Una pace disarmata e disarmante! L’amore di Cristo rende le stesse ferite fonte di gioia, perché la speranza di Dio nasce e rinasce nei buchi neri dell’umanità, e rende le ferite, evidenti e nascoste, le cicatrici del passato, i dolori che si fanno fatica a superare, dei fori di luce che trasformano il dolore in amore. La memoria di questi cento anni è anche vedere la Pentecoste che non cancella le appartenenze, anzi le ricorda tutte perché tutte siano incluse e tutti impariamo a parlare la lingua che ognuno capisce nella propria. Siamo parte viva di questa Chiesa Cattolica che è vera fraternità particolare e universale, perché tutti di Cristo e pieni del Suo Spirito di amore.
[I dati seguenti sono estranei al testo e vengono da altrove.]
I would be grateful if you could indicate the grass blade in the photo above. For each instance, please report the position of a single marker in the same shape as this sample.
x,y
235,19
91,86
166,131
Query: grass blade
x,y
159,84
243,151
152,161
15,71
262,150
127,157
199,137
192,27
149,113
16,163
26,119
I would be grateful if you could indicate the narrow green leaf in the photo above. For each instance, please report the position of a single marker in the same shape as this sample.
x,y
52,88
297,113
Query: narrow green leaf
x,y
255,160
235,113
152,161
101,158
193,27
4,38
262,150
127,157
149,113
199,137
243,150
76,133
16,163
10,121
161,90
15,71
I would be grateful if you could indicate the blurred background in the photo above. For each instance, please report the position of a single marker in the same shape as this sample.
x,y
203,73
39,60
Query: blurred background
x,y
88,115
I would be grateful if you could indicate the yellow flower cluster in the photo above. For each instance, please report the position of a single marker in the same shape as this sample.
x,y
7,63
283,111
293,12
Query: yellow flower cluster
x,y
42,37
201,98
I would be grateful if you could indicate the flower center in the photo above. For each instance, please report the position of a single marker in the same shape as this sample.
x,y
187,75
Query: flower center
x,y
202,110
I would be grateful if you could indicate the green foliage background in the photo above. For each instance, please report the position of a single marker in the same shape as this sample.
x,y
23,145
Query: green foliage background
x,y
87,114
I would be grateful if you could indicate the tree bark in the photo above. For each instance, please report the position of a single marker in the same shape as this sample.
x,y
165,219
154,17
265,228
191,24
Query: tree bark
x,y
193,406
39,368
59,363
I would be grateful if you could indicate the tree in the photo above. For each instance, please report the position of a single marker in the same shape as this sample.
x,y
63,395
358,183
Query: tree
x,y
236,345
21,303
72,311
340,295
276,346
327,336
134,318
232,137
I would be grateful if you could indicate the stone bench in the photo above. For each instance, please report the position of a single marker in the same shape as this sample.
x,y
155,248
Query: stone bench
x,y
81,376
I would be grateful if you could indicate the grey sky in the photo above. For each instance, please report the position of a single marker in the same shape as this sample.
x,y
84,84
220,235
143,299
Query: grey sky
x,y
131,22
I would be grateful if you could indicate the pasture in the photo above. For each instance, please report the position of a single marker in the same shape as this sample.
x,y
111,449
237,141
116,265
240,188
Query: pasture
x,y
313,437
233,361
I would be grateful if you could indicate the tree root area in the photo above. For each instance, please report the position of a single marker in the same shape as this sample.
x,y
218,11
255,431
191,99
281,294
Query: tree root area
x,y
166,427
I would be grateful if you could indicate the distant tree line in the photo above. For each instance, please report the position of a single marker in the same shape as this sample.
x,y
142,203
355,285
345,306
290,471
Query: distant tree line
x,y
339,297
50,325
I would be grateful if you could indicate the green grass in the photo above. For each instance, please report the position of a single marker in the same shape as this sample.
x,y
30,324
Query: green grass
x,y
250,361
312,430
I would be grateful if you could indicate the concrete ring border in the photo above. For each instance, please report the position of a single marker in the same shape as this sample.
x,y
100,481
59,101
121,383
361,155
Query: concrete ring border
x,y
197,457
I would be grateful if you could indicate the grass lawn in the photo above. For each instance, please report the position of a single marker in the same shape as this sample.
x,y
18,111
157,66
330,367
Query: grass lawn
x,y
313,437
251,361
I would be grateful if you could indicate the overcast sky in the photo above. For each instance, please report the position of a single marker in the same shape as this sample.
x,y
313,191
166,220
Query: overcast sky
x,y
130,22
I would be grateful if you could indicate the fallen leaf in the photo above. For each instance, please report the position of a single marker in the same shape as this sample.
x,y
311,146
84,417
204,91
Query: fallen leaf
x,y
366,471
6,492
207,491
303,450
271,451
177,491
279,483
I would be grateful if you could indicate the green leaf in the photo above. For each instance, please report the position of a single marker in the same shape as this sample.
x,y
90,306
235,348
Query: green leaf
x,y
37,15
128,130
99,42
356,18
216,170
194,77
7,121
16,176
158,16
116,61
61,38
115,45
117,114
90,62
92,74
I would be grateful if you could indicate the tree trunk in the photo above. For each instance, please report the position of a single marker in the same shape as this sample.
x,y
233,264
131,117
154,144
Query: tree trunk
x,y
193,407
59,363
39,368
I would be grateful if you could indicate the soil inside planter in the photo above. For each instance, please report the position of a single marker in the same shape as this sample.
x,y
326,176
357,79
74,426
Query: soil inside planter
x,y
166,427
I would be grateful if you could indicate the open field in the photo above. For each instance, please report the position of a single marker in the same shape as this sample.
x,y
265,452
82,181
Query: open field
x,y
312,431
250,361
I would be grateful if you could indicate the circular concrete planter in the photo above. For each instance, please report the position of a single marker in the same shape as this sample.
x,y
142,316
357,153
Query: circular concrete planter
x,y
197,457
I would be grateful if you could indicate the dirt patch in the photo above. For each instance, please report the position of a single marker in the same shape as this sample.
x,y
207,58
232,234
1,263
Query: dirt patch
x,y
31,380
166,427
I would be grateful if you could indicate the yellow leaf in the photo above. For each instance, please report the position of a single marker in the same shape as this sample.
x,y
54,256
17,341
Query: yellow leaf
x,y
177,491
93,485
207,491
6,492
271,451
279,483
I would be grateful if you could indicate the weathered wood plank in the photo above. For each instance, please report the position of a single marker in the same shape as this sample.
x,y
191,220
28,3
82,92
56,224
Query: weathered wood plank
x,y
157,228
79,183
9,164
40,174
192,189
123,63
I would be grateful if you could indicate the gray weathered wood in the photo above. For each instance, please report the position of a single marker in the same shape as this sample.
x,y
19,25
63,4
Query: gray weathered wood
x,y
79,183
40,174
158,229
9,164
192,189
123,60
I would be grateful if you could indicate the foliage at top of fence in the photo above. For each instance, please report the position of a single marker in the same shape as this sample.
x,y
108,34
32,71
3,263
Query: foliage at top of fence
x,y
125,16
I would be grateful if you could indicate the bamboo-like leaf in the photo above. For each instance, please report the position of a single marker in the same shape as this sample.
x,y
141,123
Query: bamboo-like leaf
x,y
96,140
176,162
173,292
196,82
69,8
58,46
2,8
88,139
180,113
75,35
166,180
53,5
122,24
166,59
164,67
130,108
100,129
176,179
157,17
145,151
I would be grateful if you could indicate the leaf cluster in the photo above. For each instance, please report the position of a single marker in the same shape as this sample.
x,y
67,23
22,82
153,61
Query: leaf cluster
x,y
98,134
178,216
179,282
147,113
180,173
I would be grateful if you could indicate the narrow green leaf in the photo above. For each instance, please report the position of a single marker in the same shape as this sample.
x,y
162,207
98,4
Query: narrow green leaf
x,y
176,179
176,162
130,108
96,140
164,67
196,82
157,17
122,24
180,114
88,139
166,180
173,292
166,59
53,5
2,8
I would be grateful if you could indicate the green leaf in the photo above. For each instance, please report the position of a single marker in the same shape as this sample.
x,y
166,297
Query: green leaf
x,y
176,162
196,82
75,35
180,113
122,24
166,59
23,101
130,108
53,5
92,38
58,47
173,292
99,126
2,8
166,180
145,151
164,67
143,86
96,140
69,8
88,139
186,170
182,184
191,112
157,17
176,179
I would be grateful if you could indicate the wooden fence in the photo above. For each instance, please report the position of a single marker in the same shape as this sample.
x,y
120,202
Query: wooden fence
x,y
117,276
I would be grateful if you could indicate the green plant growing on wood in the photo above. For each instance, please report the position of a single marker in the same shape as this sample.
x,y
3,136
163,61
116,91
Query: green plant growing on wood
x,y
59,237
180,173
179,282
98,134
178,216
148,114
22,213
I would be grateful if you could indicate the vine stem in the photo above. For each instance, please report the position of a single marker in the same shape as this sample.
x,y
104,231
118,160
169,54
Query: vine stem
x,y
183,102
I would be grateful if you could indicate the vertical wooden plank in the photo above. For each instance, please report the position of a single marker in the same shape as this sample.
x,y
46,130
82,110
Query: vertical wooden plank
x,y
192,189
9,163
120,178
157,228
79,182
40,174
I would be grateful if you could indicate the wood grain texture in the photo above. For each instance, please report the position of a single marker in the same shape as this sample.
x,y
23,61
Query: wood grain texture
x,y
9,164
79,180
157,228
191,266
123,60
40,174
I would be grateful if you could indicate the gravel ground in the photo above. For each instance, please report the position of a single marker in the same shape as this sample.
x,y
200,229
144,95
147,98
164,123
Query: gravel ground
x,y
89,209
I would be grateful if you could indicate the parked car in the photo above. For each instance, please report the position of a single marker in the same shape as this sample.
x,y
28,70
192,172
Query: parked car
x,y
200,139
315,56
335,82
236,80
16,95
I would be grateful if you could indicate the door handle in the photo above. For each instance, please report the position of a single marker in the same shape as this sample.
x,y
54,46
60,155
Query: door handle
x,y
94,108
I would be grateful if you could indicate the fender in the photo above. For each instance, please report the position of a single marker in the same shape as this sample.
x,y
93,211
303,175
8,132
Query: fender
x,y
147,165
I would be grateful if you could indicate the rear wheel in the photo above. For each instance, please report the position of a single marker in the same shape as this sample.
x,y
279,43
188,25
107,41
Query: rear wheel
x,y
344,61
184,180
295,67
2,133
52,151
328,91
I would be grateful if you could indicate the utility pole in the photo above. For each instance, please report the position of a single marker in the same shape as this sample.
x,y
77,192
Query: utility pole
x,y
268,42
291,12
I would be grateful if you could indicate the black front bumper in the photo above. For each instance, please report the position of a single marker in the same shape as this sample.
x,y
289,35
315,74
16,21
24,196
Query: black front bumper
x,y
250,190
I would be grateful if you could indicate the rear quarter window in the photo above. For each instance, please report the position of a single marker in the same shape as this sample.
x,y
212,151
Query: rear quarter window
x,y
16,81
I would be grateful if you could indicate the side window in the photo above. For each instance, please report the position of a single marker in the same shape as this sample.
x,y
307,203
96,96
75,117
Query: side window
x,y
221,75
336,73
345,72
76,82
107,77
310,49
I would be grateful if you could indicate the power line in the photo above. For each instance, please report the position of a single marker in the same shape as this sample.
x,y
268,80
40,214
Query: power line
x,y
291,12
È la ricchezza della vostra città, nella quale era normale passare davanti alla Sinagoga, alla chiesa evangelica od ortodossa, mescolare le lingue come avviene in una città cosmopolita. La Chiesa è sempre come a Pentecoste cosmopolita, universale, capace di rendere il mondo una casa e la nostra casa un mondo. Non smettiamo di coltivare e di sviluppare l’unità ecclesiale, impegnandoci per la giustizia e rifiutando tutto ciò che potrebbe mettere a rischio la pace tra i fedeli, i popoli e gli Stati.
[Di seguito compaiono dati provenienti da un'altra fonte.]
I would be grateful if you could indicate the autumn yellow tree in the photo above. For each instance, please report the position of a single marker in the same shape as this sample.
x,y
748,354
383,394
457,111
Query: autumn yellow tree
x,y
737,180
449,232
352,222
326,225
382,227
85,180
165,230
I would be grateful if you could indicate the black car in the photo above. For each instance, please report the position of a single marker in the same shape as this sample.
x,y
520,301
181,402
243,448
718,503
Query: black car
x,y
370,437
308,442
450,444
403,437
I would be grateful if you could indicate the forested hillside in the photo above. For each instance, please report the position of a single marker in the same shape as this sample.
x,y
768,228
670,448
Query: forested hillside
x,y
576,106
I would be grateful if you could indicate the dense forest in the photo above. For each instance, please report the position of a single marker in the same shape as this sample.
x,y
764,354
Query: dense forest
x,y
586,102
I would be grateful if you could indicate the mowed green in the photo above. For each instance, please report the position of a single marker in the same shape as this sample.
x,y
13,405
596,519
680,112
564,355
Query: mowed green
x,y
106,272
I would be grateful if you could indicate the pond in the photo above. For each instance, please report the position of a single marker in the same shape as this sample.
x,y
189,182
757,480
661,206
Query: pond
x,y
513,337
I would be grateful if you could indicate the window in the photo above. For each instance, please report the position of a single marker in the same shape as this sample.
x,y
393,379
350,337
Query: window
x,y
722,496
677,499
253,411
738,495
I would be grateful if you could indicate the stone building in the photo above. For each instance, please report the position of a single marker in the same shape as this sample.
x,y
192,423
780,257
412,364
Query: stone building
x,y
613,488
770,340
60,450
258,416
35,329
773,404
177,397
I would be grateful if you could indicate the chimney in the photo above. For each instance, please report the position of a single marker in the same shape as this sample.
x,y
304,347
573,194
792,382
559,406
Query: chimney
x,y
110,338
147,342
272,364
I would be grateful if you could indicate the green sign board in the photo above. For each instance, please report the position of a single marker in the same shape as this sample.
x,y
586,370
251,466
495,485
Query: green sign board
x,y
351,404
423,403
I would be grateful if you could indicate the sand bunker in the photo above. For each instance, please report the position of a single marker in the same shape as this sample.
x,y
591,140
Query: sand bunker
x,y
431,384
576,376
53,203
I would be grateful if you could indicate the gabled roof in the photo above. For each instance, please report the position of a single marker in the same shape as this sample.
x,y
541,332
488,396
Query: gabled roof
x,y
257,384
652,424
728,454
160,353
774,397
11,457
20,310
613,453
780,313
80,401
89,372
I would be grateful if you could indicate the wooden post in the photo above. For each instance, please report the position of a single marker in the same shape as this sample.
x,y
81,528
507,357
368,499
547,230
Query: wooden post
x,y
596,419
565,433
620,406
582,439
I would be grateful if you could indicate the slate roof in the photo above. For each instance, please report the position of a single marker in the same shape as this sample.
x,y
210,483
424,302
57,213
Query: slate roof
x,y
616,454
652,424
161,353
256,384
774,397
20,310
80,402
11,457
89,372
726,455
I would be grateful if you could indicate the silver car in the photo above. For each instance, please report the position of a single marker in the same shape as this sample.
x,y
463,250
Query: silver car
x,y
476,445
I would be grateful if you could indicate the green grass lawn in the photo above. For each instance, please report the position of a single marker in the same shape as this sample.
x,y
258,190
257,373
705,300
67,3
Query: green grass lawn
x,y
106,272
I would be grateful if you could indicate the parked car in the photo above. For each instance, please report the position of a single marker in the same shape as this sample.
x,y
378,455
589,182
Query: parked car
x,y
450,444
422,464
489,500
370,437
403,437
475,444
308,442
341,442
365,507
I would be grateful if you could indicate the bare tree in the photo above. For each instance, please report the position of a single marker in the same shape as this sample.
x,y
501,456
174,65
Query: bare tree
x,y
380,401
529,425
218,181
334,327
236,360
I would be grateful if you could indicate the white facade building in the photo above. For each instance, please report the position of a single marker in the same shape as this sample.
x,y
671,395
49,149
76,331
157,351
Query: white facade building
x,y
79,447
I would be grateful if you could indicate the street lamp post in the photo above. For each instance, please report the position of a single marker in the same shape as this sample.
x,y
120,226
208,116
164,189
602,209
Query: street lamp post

Questa celebrazione e il Giubileo diocesano diventi uno stimolo per rafforzare la trasformazione missionaria della nostra Chiesa di Rijeka con rinnovato zelo pastorale e amore operoso. Nessuno ci separerà dall’amore di Cristo. E chi avrà perseverato fino alla fine è salvato. Ce lo ricorda San Vito, vostro Patrono. Nella sua vita vediamo la forza della fede, che non cede alle pressioni e alle minacce, libera dalle complicità con il male. Ecco la forza della pace, affidata ad ogni cristiano! Ha detto Papa Leone XIV: “Passerà alla storia chi seminerà pace, non chi mieterà vittime; perché gli altri non sono anzitutto nemici, ma esseri umani: non cattivi da odiare, ma persone con cui parlare. Rifuggiamo le visioni manichee tipiche delle narrazioni violente, che dividono il mondo in buoni e cattivi”.
Il mondo ha bisogno oggi della luce di Cristo, che ognuno di noi può riflettere con la sua vita, con l’accoglienza e la mitezza, essendo un ponte perché il prossimo sia raggiunto da Dio e dal suo amore. Ascoltiamo la sua proposta di amore per diventare la sua unica famiglia e per rendere l’unica famiglia umana come Dio la vuole. “Nell’unico Cristo noi siamo uno”. “Omogamo nam sveti Križ svetog Vida!”. Ci aiuti la Santa Croce di San Vito!